The pest inspectors I most appreciate are the ones that take their time! An inspection should include a thorough look around the building, checking top to bottom on the outside. Inside, any area where there is water available like laundry rooms, kitchens, bathrooms and even garage sink areas. Near hose bibs and around the eaves where rain gutters might have been leaking is another place I expect them to inspect.

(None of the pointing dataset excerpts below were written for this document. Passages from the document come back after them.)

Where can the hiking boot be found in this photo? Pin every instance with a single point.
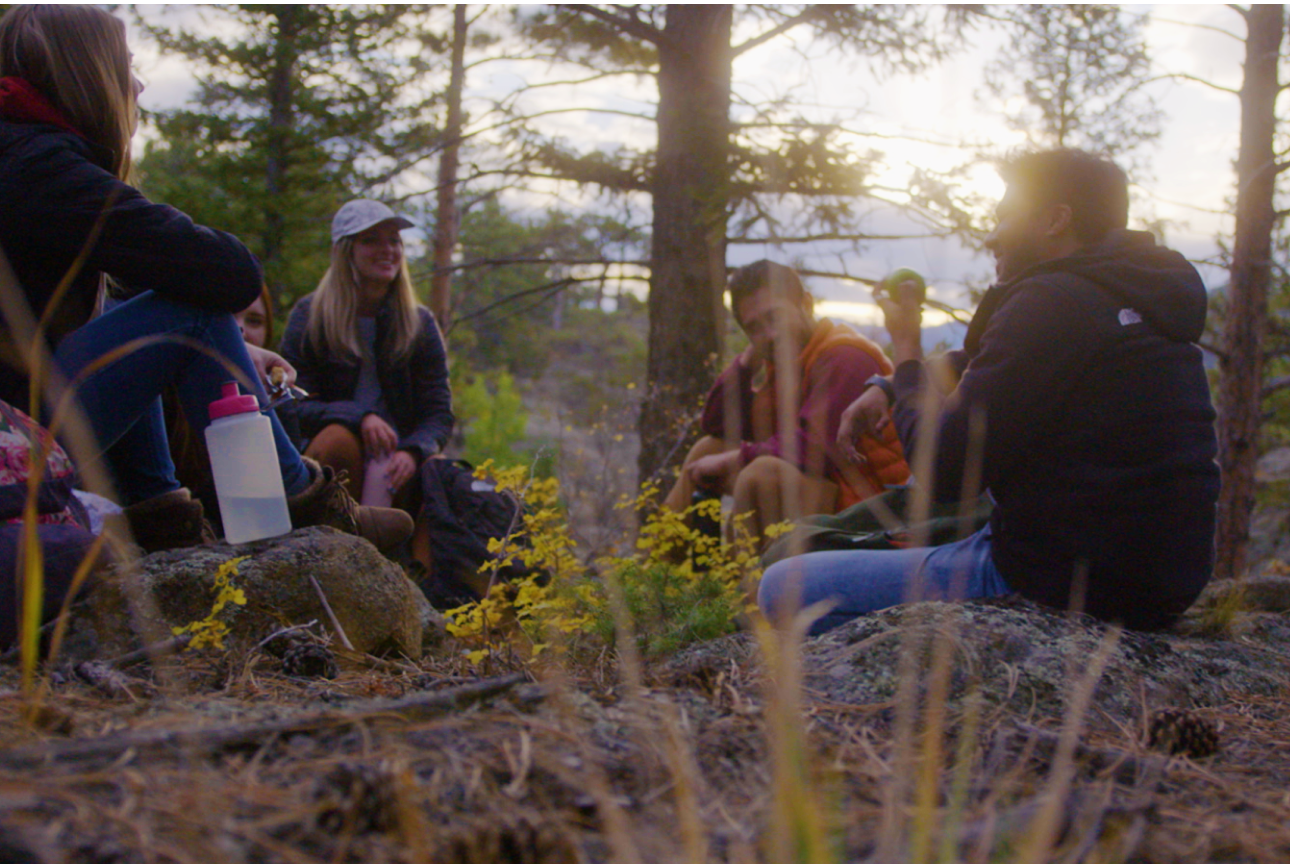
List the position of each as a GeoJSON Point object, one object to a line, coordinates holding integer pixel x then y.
{"type": "Point", "coordinates": [174, 520]}
{"type": "Point", "coordinates": [327, 502]}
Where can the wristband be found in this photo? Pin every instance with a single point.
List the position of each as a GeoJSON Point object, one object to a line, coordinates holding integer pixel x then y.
{"type": "Point", "coordinates": [885, 386]}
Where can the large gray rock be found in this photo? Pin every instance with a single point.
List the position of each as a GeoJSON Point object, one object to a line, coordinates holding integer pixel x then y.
{"type": "Point", "coordinates": [1030, 658]}
{"type": "Point", "coordinates": [377, 606]}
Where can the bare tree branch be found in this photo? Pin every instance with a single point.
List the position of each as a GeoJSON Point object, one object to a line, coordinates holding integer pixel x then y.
{"type": "Point", "coordinates": [1193, 79]}
{"type": "Point", "coordinates": [778, 30]}
{"type": "Point", "coordinates": [836, 235]}
{"type": "Point", "coordinates": [1211, 348]}
{"type": "Point", "coordinates": [628, 25]}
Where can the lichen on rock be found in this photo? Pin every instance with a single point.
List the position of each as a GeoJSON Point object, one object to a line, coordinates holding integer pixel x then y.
{"type": "Point", "coordinates": [377, 606]}
{"type": "Point", "coordinates": [1030, 659]}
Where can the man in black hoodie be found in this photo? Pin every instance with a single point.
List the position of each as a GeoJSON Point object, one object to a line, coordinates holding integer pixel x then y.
{"type": "Point", "coordinates": [1085, 402]}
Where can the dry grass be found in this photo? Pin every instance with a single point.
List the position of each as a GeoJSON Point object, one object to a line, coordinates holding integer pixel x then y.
{"type": "Point", "coordinates": [703, 762]}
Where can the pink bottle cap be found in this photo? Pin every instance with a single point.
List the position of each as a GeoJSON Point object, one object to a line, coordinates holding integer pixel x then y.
{"type": "Point", "coordinates": [232, 402]}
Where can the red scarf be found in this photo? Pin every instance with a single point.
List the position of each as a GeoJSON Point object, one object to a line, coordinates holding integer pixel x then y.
{"type": "Point", "coordinates": [21, 102]}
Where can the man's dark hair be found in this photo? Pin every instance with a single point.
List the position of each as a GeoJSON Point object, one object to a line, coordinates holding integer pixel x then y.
{"type": "Point", "coordinates": [765, 274]}
{"type": "Point", "coordinates": [1094, 187]}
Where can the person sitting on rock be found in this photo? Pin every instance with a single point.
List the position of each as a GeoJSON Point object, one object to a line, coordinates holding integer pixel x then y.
{"type": "Point", "coordinates": [1084, 409]}
{"type": "Point", "coordinates": [373, 360]}
{"type": "Point", "coordinates": [800, 368]}
{"type": "Point", "coordinates": [70, 219]}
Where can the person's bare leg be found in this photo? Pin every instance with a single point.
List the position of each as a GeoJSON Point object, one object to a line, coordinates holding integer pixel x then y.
{"type": "Point", "coordinates": [339, 448]}
{"type": "Point", "coordinates": [683, 490]}
{"type": "Point", "coordinates": [772, 490]}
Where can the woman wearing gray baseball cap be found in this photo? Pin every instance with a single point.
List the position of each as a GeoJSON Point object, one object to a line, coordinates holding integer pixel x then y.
{"type": "Point", "coordinates": [374, 360]}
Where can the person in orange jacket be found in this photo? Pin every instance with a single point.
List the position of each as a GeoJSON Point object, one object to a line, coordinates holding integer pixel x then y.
{"type": "Point", "coordinates": [770, 421]}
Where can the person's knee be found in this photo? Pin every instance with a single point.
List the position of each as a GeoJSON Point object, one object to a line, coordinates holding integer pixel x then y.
{"type": "Point", "coordinates": [775, 592]}
{"type": "Point", "coordinates": [706, 446]}
{"type": "Point", "coordinates": [761, 473]}
{"type": "Point", "coordinates": [336, 444]}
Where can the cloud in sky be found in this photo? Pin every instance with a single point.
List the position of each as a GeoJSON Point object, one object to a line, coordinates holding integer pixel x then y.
{"type": "Point", "coordinates": [915, 120]}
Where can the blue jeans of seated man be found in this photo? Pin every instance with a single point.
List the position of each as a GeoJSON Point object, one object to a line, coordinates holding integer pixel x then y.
{"type": "Point", "coordinates": [864, 580]}
{"type": "Point", "coordinates": [123, 400]}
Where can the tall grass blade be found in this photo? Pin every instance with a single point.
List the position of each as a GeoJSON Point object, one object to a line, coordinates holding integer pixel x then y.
{"type": "Point", "coordinates": [1042, 831]}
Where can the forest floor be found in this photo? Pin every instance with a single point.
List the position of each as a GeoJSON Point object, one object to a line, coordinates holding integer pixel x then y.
{"type": "Point", "coordinates": [708, 757]}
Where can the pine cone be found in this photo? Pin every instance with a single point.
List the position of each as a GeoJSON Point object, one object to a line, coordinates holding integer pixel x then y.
{"type": "Point", "coordinates": [308, 660]}
{"type": "Point", "coordinates": [1182, 733]}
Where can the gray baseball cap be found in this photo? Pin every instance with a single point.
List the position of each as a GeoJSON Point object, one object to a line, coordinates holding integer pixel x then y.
{"type": "Point", "coordinates": [361, 214]}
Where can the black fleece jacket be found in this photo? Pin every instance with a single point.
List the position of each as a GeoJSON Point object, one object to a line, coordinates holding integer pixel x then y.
{"type": "Point", "coordinates": [416, 390]}
{"type": "Point", "coordinates": [53, 195]}
{"type": "Point", "coordinates": [1098, 431]}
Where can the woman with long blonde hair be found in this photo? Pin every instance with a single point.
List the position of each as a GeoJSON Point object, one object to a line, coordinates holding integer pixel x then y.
{"type": "Point", "coordinates": [374, 360]}
{"type": "Point", "coordinates": [67, 116]}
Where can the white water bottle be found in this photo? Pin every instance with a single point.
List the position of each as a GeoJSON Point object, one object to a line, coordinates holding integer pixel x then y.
{"type": "Point", "coordinates": [244, 461]}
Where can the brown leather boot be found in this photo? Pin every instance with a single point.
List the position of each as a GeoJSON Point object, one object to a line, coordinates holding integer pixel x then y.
{"type": "Point", "coordinates": [327, 502]}
{"type": "Point", "coordinates": [170, 521]}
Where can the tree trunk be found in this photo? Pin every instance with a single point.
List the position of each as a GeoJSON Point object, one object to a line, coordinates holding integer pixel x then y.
{"type": "Point", "coordinates": [281, 128]}
{"type": "Point", "coordinates": [446, 219]}
{"type": "Point", "coordinates": [690, 206]}
{"type": "Point", "coordinates": [1241, 369]}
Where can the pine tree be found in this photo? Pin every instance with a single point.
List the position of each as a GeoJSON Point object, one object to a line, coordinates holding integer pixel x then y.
{"type": "Point", "coordinates": [1072, 75]}
{"type": "Point", "coordinates": [299, 107]}
{"type": "Point", "coordinates": [706, 172]}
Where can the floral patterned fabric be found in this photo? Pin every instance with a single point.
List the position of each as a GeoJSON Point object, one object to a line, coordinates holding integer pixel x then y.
{"type": "Point", "coordinates": [19, 437]}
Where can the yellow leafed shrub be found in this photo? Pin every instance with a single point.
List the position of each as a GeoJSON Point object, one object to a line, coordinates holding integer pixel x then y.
{"type": "Point", "coordinates": [679, 587]}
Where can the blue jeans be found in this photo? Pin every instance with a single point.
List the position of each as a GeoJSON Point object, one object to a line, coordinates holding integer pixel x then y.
{"type": "Point", "coordinates": [123, 400]}
{"type": "Point", "coordinates": [862, 580]}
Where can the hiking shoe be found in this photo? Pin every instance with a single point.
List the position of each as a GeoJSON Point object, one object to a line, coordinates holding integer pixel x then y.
{"type": "Point", "coordinates": [327, 502]}
{"type": "Point", "coordinates": [174, 520]}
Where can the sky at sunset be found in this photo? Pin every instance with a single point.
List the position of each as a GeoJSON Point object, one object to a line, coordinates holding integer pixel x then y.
{"type": "Point", "coordinates": [933, 120]}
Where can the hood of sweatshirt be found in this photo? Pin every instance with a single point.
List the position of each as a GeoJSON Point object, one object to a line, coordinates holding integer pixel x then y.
{"type": "Point", "coordinates": [1157, 283]}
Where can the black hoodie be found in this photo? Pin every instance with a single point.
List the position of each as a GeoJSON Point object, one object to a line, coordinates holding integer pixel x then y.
{"type": "Point", "coordinates": [1099, 432]}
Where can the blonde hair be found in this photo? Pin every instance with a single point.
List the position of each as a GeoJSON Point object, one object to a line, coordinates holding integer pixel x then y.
{"type": "Point", "coordinates": [76, 57]}
{"type": "Point", "coordinates": [333, 325]}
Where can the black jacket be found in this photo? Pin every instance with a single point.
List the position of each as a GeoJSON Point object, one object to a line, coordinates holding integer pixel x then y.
{"type": "Point", "coordinates": [1099, 432]}
{"type": "Point", "coordinates": [416, 390]}
{"type": "Point", "coordinates": [52, 195]}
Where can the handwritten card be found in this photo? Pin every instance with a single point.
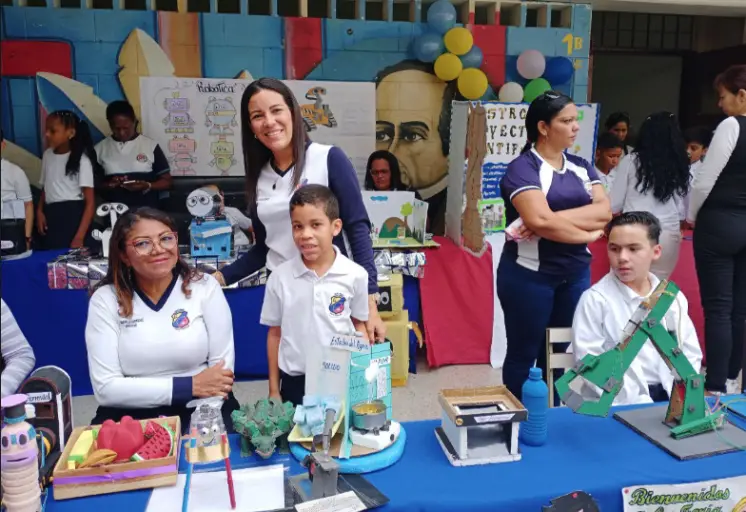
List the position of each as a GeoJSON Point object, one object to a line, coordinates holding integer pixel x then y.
{"type": "Point", "coordinates": [345, 502]}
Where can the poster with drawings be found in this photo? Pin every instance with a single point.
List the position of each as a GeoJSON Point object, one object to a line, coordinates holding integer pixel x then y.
{"type": "Point", "coordinates": [197, 121]}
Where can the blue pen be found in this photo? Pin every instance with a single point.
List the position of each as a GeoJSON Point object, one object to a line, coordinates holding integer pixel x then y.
{"type": "Point", "coordinates": [185, 502]}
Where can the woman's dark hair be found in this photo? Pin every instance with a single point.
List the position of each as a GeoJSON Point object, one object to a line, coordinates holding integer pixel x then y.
{"type": "Point", "coordinates": [120, 108]}
{"type": "Point", "coordinates": [662, 161]}
{"type": "Point", "coordinates": [616, 118]}
{"type": "Point", "coordinates": [256, 155]}
{"type": "Point", "coordinates": [81, 144]}
{"type": "Point", "coordinates": [382, 154]}
{"type": "Point", "coordinates": [544, 108]}
{"type": "Point", "coordinates": [121, 277]}
{"type": "Point", "coordinates": [732, 79]}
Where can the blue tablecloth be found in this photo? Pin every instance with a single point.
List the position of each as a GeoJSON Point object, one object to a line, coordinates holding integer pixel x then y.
{"type": "Point", "coordinates": [596, 455]}
{"type": "Point", "coordinates": [54, 320]}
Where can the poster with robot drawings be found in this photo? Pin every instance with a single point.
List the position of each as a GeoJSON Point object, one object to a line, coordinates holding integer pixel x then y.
{"type": "Point", "coordinates": [197, 121]}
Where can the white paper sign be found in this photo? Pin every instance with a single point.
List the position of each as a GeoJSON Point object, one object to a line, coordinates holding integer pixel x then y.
{"type": "Point", "coordinates": [346, 502]}
{"type": "Point", "coordinates": [725, 495]}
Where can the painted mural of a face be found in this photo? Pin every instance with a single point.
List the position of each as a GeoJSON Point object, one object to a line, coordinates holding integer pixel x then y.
{"type": "Point", "coordinates": [409, 103]}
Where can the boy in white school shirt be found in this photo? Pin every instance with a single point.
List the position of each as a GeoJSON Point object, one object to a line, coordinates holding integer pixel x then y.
{"type": "Point", "coordinates": [605, 309]}
{"type": "Point", "coordinates": [313, 296]}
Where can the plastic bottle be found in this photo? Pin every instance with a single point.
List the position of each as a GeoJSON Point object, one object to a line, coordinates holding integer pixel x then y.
{"type": "Point", "coordinates": [533, 431]}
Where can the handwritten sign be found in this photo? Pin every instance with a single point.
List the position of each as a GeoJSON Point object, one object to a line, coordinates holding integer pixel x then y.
{"type": "Point", "coordinates": [713, 495]}
{"type": "Point", "coordinates": [350, 343]}
{"type": "Point", "coordinates": [345, 502]}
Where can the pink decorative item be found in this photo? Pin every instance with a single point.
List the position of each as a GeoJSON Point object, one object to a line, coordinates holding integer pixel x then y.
{"type": "Point", "coordinates": [125, 437]}
{"type": "Point", "coordinates": [20, 463]}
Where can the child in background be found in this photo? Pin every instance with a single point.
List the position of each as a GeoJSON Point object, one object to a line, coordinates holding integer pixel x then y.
{"type": "Point", "coordinates": [609, 149]}
{"type": "Point", "coordinates": [605, 309]}
{"type": "Point", "coordinates": [698, 141]}
{"type": "Point", "coordinates": [313, 296]}
{"type": "Point", "coordinates": [66, 207]}
{"type": "Point", "coordinates": [15, 187]}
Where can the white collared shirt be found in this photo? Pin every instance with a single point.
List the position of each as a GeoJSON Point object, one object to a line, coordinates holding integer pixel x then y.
{"type": "Point", "coordinates": [626, 197]}
{"type": "Point", "coordinates": [600, 318]}
{"type": "Point", "coordinates": [310, 309]}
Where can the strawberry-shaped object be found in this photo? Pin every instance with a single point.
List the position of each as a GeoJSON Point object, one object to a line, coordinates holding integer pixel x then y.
{"type": "Point", "coordinates": [125, 437]}
{"type": "Point", "coordinates": [159, 444]}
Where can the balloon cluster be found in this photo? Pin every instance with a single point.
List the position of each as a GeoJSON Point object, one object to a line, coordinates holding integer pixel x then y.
{"type": "Point", "coordinates": [541, 73]}
{"type": "Point", "coordinates": [452, 50]}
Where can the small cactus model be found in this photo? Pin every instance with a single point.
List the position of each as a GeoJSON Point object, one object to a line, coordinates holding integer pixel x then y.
{"type": "Point", "coordinates": [261, 424]}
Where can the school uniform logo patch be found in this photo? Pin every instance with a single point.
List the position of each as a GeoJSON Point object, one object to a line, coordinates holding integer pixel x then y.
{"type": "Point", "coordinates": [337, 304]}
{"type": "Point", "coordinates": [180, 319]}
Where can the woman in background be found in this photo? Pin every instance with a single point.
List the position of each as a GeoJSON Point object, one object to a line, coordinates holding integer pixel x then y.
{"type": "Point", "coordinates": [135, 169]}
{"type": "Point", "coordinates": [17, 355]}
{"type": "Point", "coordinates": [66, 207]}
{"type": "Point", "coordinates": [655, 178]}
{"type": "Point", "coordinates": [717, 210]}
{"type": "Point", "coordinates": [563, 207]}
{"type": "Point", "coordinates": [159, 333]}
{"type": "Point", "coordinates": [618, 124]}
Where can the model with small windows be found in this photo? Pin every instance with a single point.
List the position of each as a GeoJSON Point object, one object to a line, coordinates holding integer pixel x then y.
{"type": "Point", "coordinates": [210, 232]}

My inspectors go on the roof! There are many wooden chimney surrounds that have damage that is hard to see from ground level. If you don’t go up there, you can’t see it! So ASK if they are on ladders, in attics, and on rooftops! I use that as a test myself. Some are able to assess well from ground level, but I have not had a positive experience with those people. They miss things that the buyer then might have to repair later. This is not my way to host an inspection.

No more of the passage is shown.